PHILOSOPHY AND EDUCATION IN CONTEMPORARY SOCIETY

The sudden development of science and knowledge, which are to be educationally mediated, in the second half of the 20th century set the formulation of a new educational and general schooling paradigm as an unavoidable requirement, a paradigm according to which the schooling system could now be set up adequately to the personal and social needs of humans of the post-industrial era. The post-industrial generation of humans is required to not only master greater amounts of knowledge than the previous generations, but to also continuously supplement and reformulate this knowledge for the rest of their lives. This is not only so that – in fact, it is the least so that – they could sustain their necessary work efficiency, but also so that they could structure their lives.

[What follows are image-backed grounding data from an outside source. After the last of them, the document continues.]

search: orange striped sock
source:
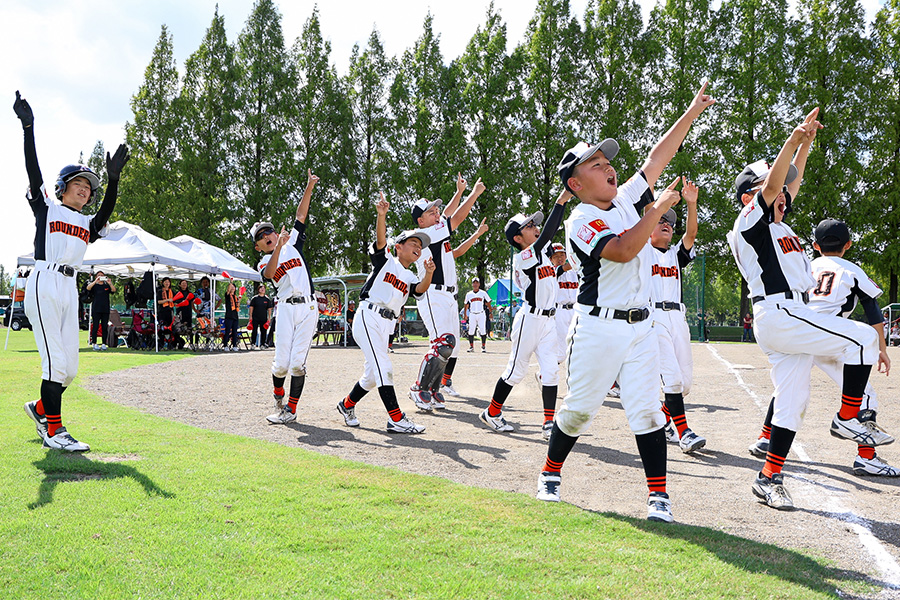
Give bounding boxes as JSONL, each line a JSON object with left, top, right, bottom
{"left": 762, "top": 451, "right": 786, "bottom": 478}
{"left": 344, "top": 395, "right": 358, "bottom": 409}
{"left": 273, "top": 386, "right": 285, "bottom": 397}
{"left": 647, "top": 475, "right": 666, "bottom": 494}
{"left": 760, "top": 424, "right": 771, "bottom": 440}
{"left": 671, "top": 414, "right": 688, "bottom": 437}
{"left": 441, "top": 374, "right": 451, "bottom": 386}
{"left": 543, "top": 458, "right": 564, "bottom": 473}
{"left": 388, "top": 408, "right": 403, "bottom": 422}
{"left": 287, "top": 397, "right": 299, "bottom": 413}
{"left": 838, "top": 394, "right": 863, "bottom": 420}
{"left": 661, "top": 405, "right": 671, "bottom": 419}
{"left": 35, "top": 399, "right": 45, "bottom": 416}
{"left": 543, "top": 408, "right": 555, "bottom": 422}
{"left": 488, "top": 399, "right": 503, "bottom": 417}
{"left": 858, "top": 445, "right": 875, "bottom": 460}
{"left": 46, "top": 414, "right": 62, "bottom": 437}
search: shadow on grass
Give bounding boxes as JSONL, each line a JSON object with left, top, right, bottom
{"left": 29, "top": 452, "right": 174, "bottom": 510}
{"left": 603, "top": 511, "right": 887, "bottom": 598}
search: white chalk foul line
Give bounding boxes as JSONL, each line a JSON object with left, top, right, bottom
{"left": 706, "top": 344, "right": 900, "bottom": 588}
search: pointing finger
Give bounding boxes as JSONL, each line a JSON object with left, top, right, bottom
{"left": 666, "top": 175, "right": 680, "bottom": 190}
{"left": 804, "top": 107, "right": 819, "bottom": 124}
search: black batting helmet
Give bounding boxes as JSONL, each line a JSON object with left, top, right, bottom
{"left": 55, "top": 164, "right": 101, "bottom": 205}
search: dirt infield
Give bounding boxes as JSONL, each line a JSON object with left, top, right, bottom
{"left": 86, "top": 340, "right": 900, "bottom": 594}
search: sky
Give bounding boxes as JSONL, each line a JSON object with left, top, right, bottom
{"left": 0, "top": 0, "right": 887, "bottom": 279}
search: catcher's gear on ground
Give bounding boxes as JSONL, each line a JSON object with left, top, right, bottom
{"left": 415, "top": 334, "right": 455, "bottom": 391}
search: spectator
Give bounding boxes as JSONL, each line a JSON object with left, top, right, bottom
{"left": 346, "top": 300, "right": 356, "bottom": 346}
{"left": 222, "top": 282, "right": 242, "bottom": 351}
{"left": 87, "top": 271, "right": 115, "bottom": 350}
{"left": 742, "top": 312, "right": 753, "bottom": 342}
{"left": 248, "top": 284, "right": 273, "bottom": 348}
{"left": 173, "top": 279, "right": 200, "bottom": 338}
{"left": 157, "top": 277, "right": 174, "bottom": 328}
{"left": 891, "top": 323, "right": 900, "bottom": 347}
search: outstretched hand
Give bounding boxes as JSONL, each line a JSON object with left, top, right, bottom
{"left": 655, "top": 176, "right": 682, "bottom": 211}
{"left": 477, "top": 217, "right": 488, "bottom": 235}
{"left": 13, "top": 91, "right": 34, "bottom": 128}
{"left": 376, "top": 191, "right": 389, "bottom": 215}
{"left": 790, "top": 107, "right": 823, "bottom": 146}
{"left": 471, "top": 177, "right": 486, "bottom": 196}
{"left": 681, "top": 177, "right": 699, "bottom": 204}
{"left": 106, "top": 143, "right": 130, "bottom": 182}
{"left": 276, "top": 226, "right": 290, "bottom": 248}
{"left": 307, "top": 169, "right": 319, "bottom": 188}
{"left": 456, "top": 172, "right": 466, "bottom": 193}
{"left": 423, "top": 257, "right": 436, "bottom": 274}
{"left": 689, "top": 81, "right": 716, "bottom": 116}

As far as the education of future scientists is concerned, educating them only at a tertiary level has become insufficient. In order to properly educate them, we must commence at the earliest stages of their schooling. Investments in education have become the most important economic investment in general. While, on the one hand, different interests in education have started to suddenly increase, the diversity and the number of questions related to education – even if we decide to simply neglect to pose and provide an answer to the important question on the nature of education – have diversely surpassed the capacity of pedagogy. Hence, education has justifiably become the subject matter of an increasing number of the sciences. Accordingly, in the second half of the 20th century, we have started to witness the appearance and development of the sociology of education, psychology of education, economics of education, history of education and various other scientific disciplines on education.

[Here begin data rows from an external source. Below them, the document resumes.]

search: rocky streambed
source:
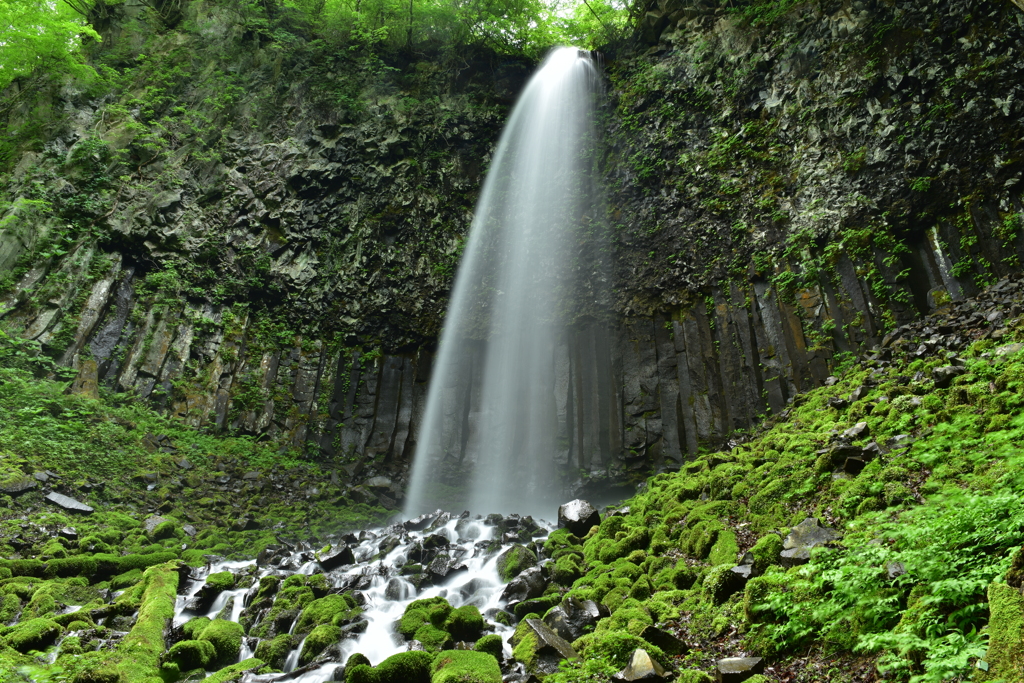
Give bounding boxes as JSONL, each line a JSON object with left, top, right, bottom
{"left": 2, "top": 502, "right": 648, "bottom": 683}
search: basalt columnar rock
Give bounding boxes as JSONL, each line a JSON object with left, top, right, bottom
{"left": 1, "top": 0, "right": 1024, "bottom": 500}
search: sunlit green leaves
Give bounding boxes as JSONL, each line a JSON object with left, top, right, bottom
{"left": 0, "top": 0, "right": 100, "bottom": 92}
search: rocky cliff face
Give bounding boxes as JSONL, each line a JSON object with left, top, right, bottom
{"left": 1, "top": 0, "right": 1023, "bottom": 501}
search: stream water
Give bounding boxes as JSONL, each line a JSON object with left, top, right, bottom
{"left": 170, "top": 511, "right": 552, "bottom": 682}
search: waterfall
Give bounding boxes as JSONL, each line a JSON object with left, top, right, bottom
{"left": 405, "top": 47, "right": 605, "bottom": 517}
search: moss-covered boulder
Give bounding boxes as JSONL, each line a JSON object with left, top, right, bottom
{"left": 398, "top": 597, "right": 455, "bottom": 651}
{"left": 496, "top": 545, "right": 537, "bottom": 582}
{"left": 474, "top": 633, "right": 503, "bottom": 661}
{"left": 443, "top": 605, "right": 483, "bottom": 641}
{"left": 979, "top": 582, "right": 1024, "bottom": 682}
{"left": 346, "top": 650, "right": 433, "bottom": 683}
{"left": 294, "top": 593, "right": 362, "bottom": 634}
{"left": 299, "top": 623, "right": 341, "bottom": 665}
{"left": 164, "top": 639, "right": 216, "bottom": 670}
{"left": 510, "top": 618, "right": 580, "bottom": 678}
{"left": 205, "top": 571, "right": 236, "bottom": 591}
{"left": 205, "top": 657, "right": 266, "bottom": 683}
{"left": 4, "top": 617, "right": 62, "bottom": 652}
{"left": 572, "top": 630, "right": 668, "bottom": 670}
{"left": 254, "top": 633, "right": 294, "bottom": 669}
{"left": 198, "top": 618, "right": 244, "bottom": 665}
{"left": 431, "top": 650, "right": 502, "bottom": 683}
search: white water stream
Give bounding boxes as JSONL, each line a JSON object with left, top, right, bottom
{"left": 404, "top": 46, "right": 605, "bottom": 518}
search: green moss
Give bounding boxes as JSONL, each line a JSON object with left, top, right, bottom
{"left": 182, "top": 616, "right": 211, "bottom": 640}
{"left": 675, "top": 672, "right": 714, "bottom": 683}
{"left": 23, "top": 590, "right": 55, "bottom": 619}
{"left": 4, "top": 617, "right": 62, "bottom": 652}
{"left": 165, "top": 638, "right": 216, "bottom": 670}
{"left": 414, "top": 624, "right": 453, "bottom": 651}
{"left": 346, "top": 651, "right": 433, "bottom": 683}
{"left": 110, "top": 562, "right": 179, "bottom": 682}
{"left": 708, "top": 530, "right": 739, "bottom": 566}
{"left": 571, "top": 630, "right": 667, "bottom": 669}
{"left": 749, "top": 534, "right": 783, "bottom": 572}
{"left": 204, "top": 657, "right": 266, "bottom": 682}
{"left": 513, "top": 594, "right": 560, "bottom": 620}
{"left": 474, "top": 633, "right": 503, "bottom": 661}
{"left": 0, "top": 559, "right": 44, "bottom": 578}
{"left": 497, "top": 545, "right": 537, "bottom": 582}
{"left": 431, "top": 649, "right": 502, "bottom": 683}
{"left": 199, "top": 618, "right": 244, "bottom": 665}
{"left": 254, "top": 633, "right": 294, "bottom": 669}
{"left": 295, "top": 593, "right": 361, "bottom": 634}
{"left": 979, "top": 582, "right": 1024, "bottom": 681}
{"left": 443, "top": 604, "right": 483, "bottom": 641}
{"left": 43, "top": 556, "right": 98, "bottom": 580}
{"left": 205, "top": 571, "right": 235, "bottom": 591}
{"left": 299, "top": 623, "right": 342, "bottom": 665}
{"left": 110, "top": 568, "right": 144, "bottom": 590}
{"left": 511, "top": 629, "right": 539, "bottom": 672}
{"left": 399, "top": 597, "right": 453, "bottom": 639}
{"left": 551, "top": 554, "right": 583, "bottom": 585}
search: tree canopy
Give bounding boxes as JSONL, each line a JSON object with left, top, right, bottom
{"left": 0, "top": 0, "right": 100, "bottom": 92}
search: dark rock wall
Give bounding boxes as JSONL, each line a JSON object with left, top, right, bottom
{"left": 2, "top": 0, "right": 1024, "bottom": 497}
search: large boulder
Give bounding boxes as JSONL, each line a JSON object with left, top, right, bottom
{"left": 543, "top": 595, "right": 605, "bottom": 643}
{"left": 317, "top": 543, "right": 355, "bottom": 571}
{"left": 496, "top": 545, "right": 538, "bottom": 582}
{"left": 500, "top": 567, "right": 547, "bottom": 606}
{"left": 510, "top": 618, "right": 580, "bottom": 676}
{"left": 557, "top": 500, "right": 600, "bottom": 537}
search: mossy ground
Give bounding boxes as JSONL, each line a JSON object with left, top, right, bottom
{"left": 542, "top": 314, "right": 1024, "bottom": 682}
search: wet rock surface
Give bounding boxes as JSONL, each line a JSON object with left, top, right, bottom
{"left": 557, "top": 499, "right": 601, "bottom": 537}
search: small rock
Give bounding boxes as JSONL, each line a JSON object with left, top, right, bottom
{"left": 182, "top": 524, "right": 197, "bottom": 538}
{"left": 716, "top": 656, "right": 764, "bottom": 682}
{"left": 364, "top": 476, "right": 392, "bottom": 489}
{"left": 780, "top": 518, "right": 840, "bottom": 567}
{"left": 932, "top": 365, "right": 966, "bottom": 388}
{"left": 842, "top": 422, "right": 870, "bottom": 440}
{"left": 828, "top": 443, "right": 862, "bottom": 466}
{"left": 843, "top": 457, "right": 866, "bottom": 475}
{"left": 58, "top": 526, "right": 78, "bottom": 541}
{"left": 639, "top": 625, "right": 688, "bottom": 656}
{"left": 143, "top": 515, "right": 167, "bottom": 533}
{"left": 403, "top": 511, "right": 438, "bottom": 531}
{"left": 613, "top": 648, "right": 668, "bottom": 681}
{"left": 557, "top": 499, "right": 601, "bottom": 537}
{"left": 176, "top": 458, "right": 193, "bottom": 470}
{"left": 33, "top": 471, "right": 49, "bottom": 483}
{"left": 995, "top": 343, "right": 1024, "bottom": 357}
{"left": 45, "top": 492, "right": 93, "bottom": 514}
{"left": 886, "top": 562, "right": 906, "bottom": 579}
{"left": 242, "top": 471, "right": 260, "bottom": 480}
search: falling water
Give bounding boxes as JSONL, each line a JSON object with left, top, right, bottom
{"left": 404, "top": 47, "right": 605, "bottom": 517}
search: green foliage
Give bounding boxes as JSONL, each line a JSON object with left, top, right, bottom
{"left": 0, "top": 0, "right": 100, "bottom": 92}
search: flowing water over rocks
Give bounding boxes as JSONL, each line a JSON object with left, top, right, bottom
{"left": 167, "top": 510, "right": 555, "bottom": 682}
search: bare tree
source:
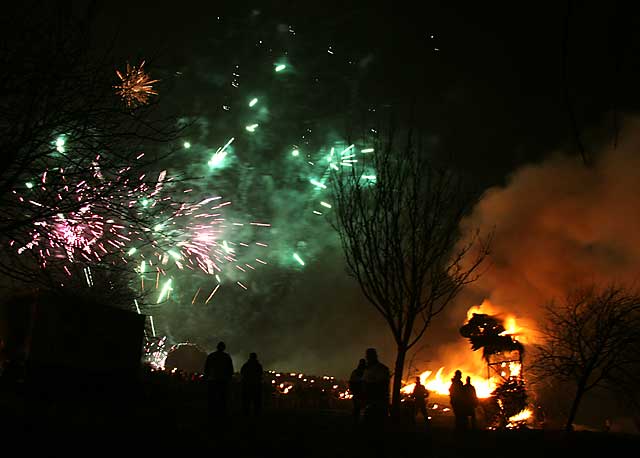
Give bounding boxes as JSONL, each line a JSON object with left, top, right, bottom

Yet, with the increase of the number of scientific disciplines inquiring into education, the need for a discipline linking their respective results into a consistent system has also been increasing. This is, however, no longer possible without first answering some fundamental philosophical questions on humanity. Accordingly, the philosophy of education is increasingly shown to be the point of convergence not only of the knowledges of the various philosophical disciplines alone – such as philosophical anthropology, epistemology, ethics, philosophy of science, philosophy of language, etc. – but also of the knowledges of the previous with the knowledges of the various other specific sciences of education. In other words, it has become increasingly obvious that a certain philosophy necessarily lies behind each scientific approach to education. If it is not a philosophy then it is certainly an ideology, which – unlike philosophy – both directs scientific research and influences the interpretation of scientific results without true awareness of the issues involved. This can, somewhat successfully, be opposed by philosophy alone, which – when education is concerned – behaves as a philosophy of education.

The 13th Days of Frane Petric, the main theme of which is Philosophy and Education in Contemporary Society , have thus been conceived as a place of encounter of all those who are engaged in research on education from different scientific perspectives, so that together we attempt to consider both the educational needs of the time we live in and the ways in which these needs can best be satisfied in the interest of both the individual and the community.